Das Gebäude soll jedoch noch mehr Funktionen erfüllen, wird einen Kräutergarten und eine Terrasse erhalten, könnte ein weltlicher Treffpunkt und Kommunikationsort werden. Genuss-Tastings (Wein, Gin, Whisky) sind geplant, im Obergeschoss sind zudem Räume für Workshops angedacht, um einen „spirituellen Ort“ zu schaffen, der Sinnsuchende anzieht und nicht nur Klostertouristen in engerem Sinn, die am Mönchs-Alltag teilhaben. 15 Gästezimmer stehen im Gästehaus Lioba dafür bereit. Wer jetzt schon weiter und groß denkt, sieht ein zusätzliches Konferenz-/Tagungsgebäude entstehen, stellt sich vor allem auch die Erweiterung und Professionalisierung der klostereigenen Gastronomie vor.

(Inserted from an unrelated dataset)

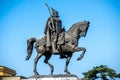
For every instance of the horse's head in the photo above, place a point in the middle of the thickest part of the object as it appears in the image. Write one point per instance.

Derzeit kann von Massenandrang jedoch noch keine Rede sein. Wegen der Corona-Pandemie durften immer nur 70 Menschen an den Eröffnungs-Wochen-Veranstaltungen teilnehmen. „Fünfmal so viele Besucher“wären laut Klein gerne gekommen. Immerhin ist im Oktober bereits für jeden Tag mindestens eine Gästeführung gebucht, die Internetseite hatte schon 112 000 Aufrufe. Doch Busse rollten nicht an, der Bus-Tourismus läuft Corona-bedingt in ganz Deutschland erst wieder an. Um diese Klientel wurde laut Klein noch nicht geworben. In der Abtei sieht man das gemächliche Tröpfeln der Individualtouristen nicht nur gelassen, sondern mit Erleichterung. Denn erst jetzt, mit der Eröffnung des Besucherzentrums, steht die richtige Infrastruktur bereit.
Am 3. Oktober ist Familientag mit viel Programm und offenen Gästeführungen (10.30 Uhr, 13 Uhr, 14.30 Uhr). Das Besucherzentrum/die Abtei ist täglich außer dienstags von 10 bis 17 Uhr geöffnet.